Thank you so much for your quick response! I definitely could not have come to that on my own. This is my actual code, copied your example verbatim. Sorry if these are naive questions, I'm still trying to orient myself in the library concepts, as well as computer vision in general.

image

const rect = new gm.Rect(
        pts[0][0],
        pts[0][1],
        pts[1][0],
        pts[1][1],
        pts[3][0],
        pts[3][1],
        pts[2][0],
        pts[2][1]
      );

      const tTransform = new gm.Tensor('float32', [3, 1, 4]);

      gm.generateTransformMatrix(
        rect, // pass the rect
        [480, 640], // this is an output shape you want to have [height, width],
        // e.g you want your quadrilateral to be fixed to a rectangle with
        // width 640 and height 480
        tTransform // we use a placeholder instead of returning a new Tensor,
        // because we want to reuse already allocated memory, and change the value
        // from a call to call without reconstructing the graph
      );

      const operation = gm.perspectiveProjection(input, tTransform, [480, 640]);

      let output2 = gm.tensorFrom(operation);
      sess.init(operation);
      sess.runOp(operation, 1, output2);
      gm.canvasFromTensor(document.getElementById('contours'), output2);

@jamesmfriedman, sorry for a huge delay.
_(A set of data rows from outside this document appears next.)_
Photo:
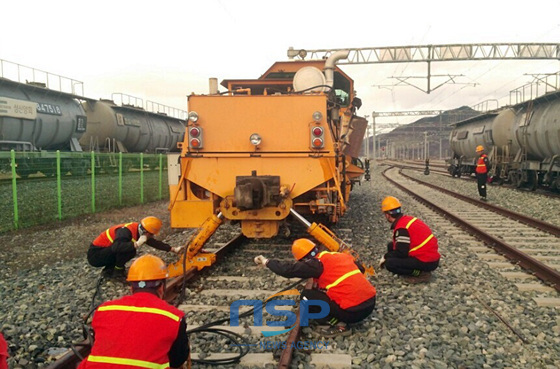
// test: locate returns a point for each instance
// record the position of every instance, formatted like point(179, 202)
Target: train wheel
point(518, 179)
point(533, 180)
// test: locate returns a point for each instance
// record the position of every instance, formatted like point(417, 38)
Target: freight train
point(36, 121)
point(287, 141)
point(522, 142)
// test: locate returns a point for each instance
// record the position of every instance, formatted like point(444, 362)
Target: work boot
point(423, 277)
point(340, 329)
point(107, 272)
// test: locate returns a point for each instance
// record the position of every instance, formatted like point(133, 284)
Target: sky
point(164, 50)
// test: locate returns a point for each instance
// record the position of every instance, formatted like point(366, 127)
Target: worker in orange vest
point(413, 251)
point(139, 330)
point(482, 167)
point(340, 283)
point(115, 246)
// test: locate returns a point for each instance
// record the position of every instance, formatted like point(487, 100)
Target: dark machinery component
point(256, 192)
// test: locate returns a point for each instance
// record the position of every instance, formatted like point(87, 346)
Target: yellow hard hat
point(302, 247)
point(390, 203)
point(147, 268)
point(151, 224)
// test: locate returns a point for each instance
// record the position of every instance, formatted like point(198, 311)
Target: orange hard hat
point(147, 268)
point(302, 247)
point(390, 203)
point(151, 224)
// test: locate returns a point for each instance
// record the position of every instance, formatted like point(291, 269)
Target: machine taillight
point(317, 140)
point(195, 138)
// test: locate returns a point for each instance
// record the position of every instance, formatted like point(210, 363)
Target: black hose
point(238, 340)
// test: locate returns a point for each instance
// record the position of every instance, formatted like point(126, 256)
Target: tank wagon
point(36, 121)
point(127, 128)
point(285, 141)
point(522, 141)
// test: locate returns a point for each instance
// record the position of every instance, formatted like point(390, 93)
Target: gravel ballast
point(46, 288)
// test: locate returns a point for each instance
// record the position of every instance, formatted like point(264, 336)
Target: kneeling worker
point(340, 281)
point(139, 330)
point(413, 251)
point(115, 246)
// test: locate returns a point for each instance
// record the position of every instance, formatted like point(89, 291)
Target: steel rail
point(540, 270)
point(173, 289)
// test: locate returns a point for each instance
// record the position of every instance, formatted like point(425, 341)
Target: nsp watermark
point(270, 305)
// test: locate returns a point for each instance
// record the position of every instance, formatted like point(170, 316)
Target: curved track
point(532, 244)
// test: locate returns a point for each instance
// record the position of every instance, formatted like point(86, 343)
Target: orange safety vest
point(106, 238)
point(480, 166)
point(136, 331)
point(423, 243)
point(3, 353)
point(343, 281)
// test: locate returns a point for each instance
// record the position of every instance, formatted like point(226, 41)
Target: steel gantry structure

There was a little mistake in my code example

const operation = gm.perspectiveProjection(
	input, // input Tensor
	tTransform, // Transformation matrix Tensor
	[480, 640] // the output shape
);

to

const operation = gm.perspectiveProjection(
	input, // input Tensor
	tTransform, // Transformation matrix Tensor
	[480, 640, 4] // the output shape, since shape requires a 3 components
);

Here is an example:
pespective_projection_example.zip

Thanks for the response :). I had eventually figured that out thankfully. I still need to add this to the docs.

@WorldThirteen
The output of the image transform from your example comes out a bit fuzzy (you can see jaggy edges around all the app icons, and really any UI element). Is there any way to have it come out a bit crisper?

image

@calebbergman, Hi! Thanks for the interest in GammaCV! For now, our perspective correction algorithm doesn't include antialiasing strategy, we plan to add it in the nearest future. But now that is how it works for this example, for a source with less skew, the result will be better.

@WorldThirteen
Ok. Well I'll be on the lookout for the anti-aliasing strategy implementation then ;) Thanks so much!